Rencel Recto has spent more than two decades in the maritime industry—first as a seafarer in the cruise sector, working her way through leadership roles onboard, and today as Chief Operating Officer of Blue Orange Wave. She knows the maritime industry not from the outside looking in, but from the inside out, and when she speaks about the crucial role of women in maritime, she speaks from the position of someone who has both lived its challenges and made it through.

Maritime has long been a male-dominated industry and while more women are entering the field today, Rencel is clear-eyed about where the real difficulty lies. Last year, the International Maritime Organization reported an ongoing gender disparity in the sector which has been increasing over the years. Among the surveyed organizations, women comprise a mere 19% of the total maritime workforce. 

Furthermore, the focus on diversity goes beyond fairness and equity. Diversity is critical to innovation, acting as a key driver to problem-solving. Research shows that companies with a diverse management team see up to almost 20% higher innovation outcomes. By bringing together varied perspectives, backgrounds, and experiences, diverse teams avoid homogeneous “groupthink,” leading to faster, more creative solutions—a benefit that is crucial for the maritime industry as it navigates complex global challenges and technological transformation.


Entering the maritime industry, however, is not the hardest part. “The biggest barrier is not opportunity at the start, but sustained support over time,” Rencel says. “Welcoming women onboard is one step, but ensuring they are given equal access to development, mentorship, and leadership pathways over time is what truly enables women to reach higher-ranking positions.”

This distinction matters. Representation at entry level is not the same as equity in progression. For Rencel, meaningful inclusion has to be lived throughout an organization, from shipowners and senior leadership down to onboard crews, and it has to rest on something foundational to the industry: safety. When women feel physically and psychologically safe at work, they can perform at their best, contribute with confidence, and build careers that last.

There has been growing advocacy around diversity and inclusion in the industry, and Recto welcomes it. But she’s careful to distinguish advocacy from action. True progress, she argues, isn’t measured by diversity targets or representation figures — it’s measured by whether women who join the industry are able to stay, grow, and lead. From her own experience, the women who thrive at sea bring resilience, adaptability, sharp attention to detail, and emotional intelligence — qualities that aren’t just valuable, but essential in the high-pressure, multicultural environments that define maritime work.

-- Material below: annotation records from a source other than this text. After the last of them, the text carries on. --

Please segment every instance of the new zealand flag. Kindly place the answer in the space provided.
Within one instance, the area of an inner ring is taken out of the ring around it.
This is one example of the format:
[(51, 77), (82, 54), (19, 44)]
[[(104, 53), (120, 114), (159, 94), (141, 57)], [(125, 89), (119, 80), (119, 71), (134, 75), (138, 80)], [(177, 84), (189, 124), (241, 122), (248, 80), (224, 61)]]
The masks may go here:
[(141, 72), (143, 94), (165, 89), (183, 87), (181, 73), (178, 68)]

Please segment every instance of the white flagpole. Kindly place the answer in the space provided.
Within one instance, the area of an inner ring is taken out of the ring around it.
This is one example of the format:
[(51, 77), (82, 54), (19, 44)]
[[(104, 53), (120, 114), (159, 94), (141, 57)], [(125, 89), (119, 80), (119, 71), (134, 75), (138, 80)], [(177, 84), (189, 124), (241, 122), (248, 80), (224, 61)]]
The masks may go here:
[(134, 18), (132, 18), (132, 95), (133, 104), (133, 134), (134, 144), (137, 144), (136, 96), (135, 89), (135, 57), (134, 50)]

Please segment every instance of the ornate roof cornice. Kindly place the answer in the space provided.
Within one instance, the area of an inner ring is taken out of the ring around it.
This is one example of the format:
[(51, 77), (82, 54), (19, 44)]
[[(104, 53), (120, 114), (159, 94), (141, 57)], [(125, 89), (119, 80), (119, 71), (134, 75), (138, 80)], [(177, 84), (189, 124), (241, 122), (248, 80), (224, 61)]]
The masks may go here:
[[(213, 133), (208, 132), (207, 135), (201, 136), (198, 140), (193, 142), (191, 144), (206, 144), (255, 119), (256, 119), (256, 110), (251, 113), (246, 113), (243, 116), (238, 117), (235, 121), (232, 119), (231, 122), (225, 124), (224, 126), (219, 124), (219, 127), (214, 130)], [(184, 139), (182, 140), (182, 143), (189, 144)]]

“True progress,” Rencel says, “is when women are not only present, but are able to grow, lead, and thrive — based on their capability.” Rencel’s journey — from seafarer to COO — is proof that it’s possible. But she’s also honest that the path required more than talent; it required an industry willing to invest in her, and environments where she could develop without having to fight simply to belong. That’s the standard she holds, and the standard she works toward every day.